Published:Monday | February 29, 2016 | 12:50 PMOral Tracey
Schäfer

The recent group draw for the Copa Centennial coming up in June, which pits Jamaica in a preliminary group up against Mexico, Uruguay and Venezuela, has ignited pleasant memories of the Reggae Boyz sojourn in last year's Copa America in Chile, where they narrowly lost all three games against top calibre teams Argentina, Paraguay and Uruguay, with the general consensus being that not only were they not disgraced, but they represented and performed quite well.

There were, however, some fundamental mistakes made in that run at the Copa America, followed by their run in the CONCACAF Gold Cup, where they historically got to the final.

However, the very next game they played after than run was the crucial first round World Cup qualifier at home against lowly Nicaragua. Three of our key players; Wes Morgan, Jobi McAnuff and Gareth McCleary were missing in action, injured and or fatigued. Jamaica went on to lose that game after going down 3-0 and were on the brink of World Cup elimination at the very first hurdle.

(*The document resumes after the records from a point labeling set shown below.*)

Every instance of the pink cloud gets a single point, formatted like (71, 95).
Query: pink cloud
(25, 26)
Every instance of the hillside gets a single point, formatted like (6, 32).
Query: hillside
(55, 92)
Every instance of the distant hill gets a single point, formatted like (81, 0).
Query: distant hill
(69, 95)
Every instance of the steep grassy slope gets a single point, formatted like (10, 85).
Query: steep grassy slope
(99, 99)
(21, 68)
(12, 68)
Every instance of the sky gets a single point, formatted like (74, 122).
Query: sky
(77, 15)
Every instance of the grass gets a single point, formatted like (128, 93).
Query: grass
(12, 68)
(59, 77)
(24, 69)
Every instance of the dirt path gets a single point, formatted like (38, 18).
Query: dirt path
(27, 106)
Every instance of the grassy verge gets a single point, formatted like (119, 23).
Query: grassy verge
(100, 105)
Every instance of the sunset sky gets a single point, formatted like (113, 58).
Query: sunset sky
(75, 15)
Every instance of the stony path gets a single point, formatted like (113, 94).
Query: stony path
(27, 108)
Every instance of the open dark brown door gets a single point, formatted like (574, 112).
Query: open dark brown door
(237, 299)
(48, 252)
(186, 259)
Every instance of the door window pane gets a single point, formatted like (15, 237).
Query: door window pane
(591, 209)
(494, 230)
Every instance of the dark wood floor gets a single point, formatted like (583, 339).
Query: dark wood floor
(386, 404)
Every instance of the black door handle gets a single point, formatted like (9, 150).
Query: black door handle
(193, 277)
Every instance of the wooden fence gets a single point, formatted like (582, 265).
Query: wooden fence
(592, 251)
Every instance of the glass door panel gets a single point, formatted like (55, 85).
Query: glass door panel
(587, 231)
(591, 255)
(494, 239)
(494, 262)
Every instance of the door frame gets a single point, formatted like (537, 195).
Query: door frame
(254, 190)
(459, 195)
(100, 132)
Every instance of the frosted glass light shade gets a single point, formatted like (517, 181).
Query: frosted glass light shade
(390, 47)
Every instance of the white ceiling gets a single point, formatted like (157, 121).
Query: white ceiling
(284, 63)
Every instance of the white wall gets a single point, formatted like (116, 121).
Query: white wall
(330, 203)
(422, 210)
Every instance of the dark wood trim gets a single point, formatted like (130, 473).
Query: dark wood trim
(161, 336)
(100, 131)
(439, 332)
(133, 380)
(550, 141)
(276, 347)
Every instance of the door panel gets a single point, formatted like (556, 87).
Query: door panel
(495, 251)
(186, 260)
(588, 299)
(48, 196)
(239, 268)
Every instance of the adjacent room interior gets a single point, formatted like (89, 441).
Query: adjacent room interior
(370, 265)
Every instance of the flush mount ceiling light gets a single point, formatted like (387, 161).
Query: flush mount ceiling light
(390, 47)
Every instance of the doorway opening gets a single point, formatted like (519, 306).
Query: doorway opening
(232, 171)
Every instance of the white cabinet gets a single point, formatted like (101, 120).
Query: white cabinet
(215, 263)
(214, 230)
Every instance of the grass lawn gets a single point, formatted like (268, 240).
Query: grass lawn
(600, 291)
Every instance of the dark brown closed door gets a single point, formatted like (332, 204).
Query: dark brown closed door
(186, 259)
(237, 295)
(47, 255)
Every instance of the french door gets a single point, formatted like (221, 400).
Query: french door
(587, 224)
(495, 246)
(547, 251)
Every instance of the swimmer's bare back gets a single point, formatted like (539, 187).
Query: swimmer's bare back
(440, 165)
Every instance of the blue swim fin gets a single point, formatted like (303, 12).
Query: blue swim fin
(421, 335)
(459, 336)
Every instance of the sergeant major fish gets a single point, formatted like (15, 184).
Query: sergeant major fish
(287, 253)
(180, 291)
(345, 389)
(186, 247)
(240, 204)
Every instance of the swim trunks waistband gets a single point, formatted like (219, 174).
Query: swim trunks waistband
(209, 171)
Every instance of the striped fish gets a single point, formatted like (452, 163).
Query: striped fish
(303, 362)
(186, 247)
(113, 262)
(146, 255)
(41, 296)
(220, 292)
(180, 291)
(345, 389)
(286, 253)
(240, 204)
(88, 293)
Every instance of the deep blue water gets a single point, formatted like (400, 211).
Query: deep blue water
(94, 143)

This was absolutely poor and naive resource management by coach Winfred Schafer and the Jamaica Football Federation (JFF). World Cup qualifying must be the priority with every other game and or tournament serving as part of the preparation process.

Schafer basically ran the players into the ground at the Copa and the Gold Cup and subsequently turned out a weakened and jaded team for the first round of World Cup qualifying. Older players such as Morgan and McAnuff were overused and overworked in those tournaments with conventional football wisdom suggesting that was gross mismanagement on the part of Schafer, as these were key players to the team's success and should have been handled with 'kids gloves' and deployed instead in tip-top shape in the high priority World Cup qualifying assignments.

local based players

I have long advocated for the systematic infusion of our best young local based players into the national senior set-up in order to create a wider pool of players overtime for exactly these types of circumstances.

If that philosophy was pursued with conviction and the belief that there are qualities that local based players can bring to improve the senior team and the very best of players were being exposed and invested in over the past two or three years, those players would be better and more complete players today and better prepared for international duty.

With the clear and present danger of fixture congestion and overwork issues with the overseas-based players, in addition to the understandable injury and fatigue concerns from the clubs of these players, Schafer really had no choice but to finally select a local core of players all be it very late in the proceedings. If, however, as I suspect he does not truly believe in the quality of the local players, then he will hardly deploy them as he should, which would leave us very much back at square one with himself and Captain Horace Burrell more than likely heading off to England to continue begging unwilling mediocre players to become a part of Jamaica's player pool.

It would be far better for the development of our football if Schafer, even if his hands were forced by circumstance, learns to value, respect and believe in the quality of the best of our local players. There is no doubt in my mind that as we venture into this crucial year of football, that we can get quality playing minutes from some players based right here in Jamaica.

My understanding is that Schafer will be paid his overdue salaries in very short order and these are the crucial crossroads and the big decision moments in which he should earn every single dollar of that salary.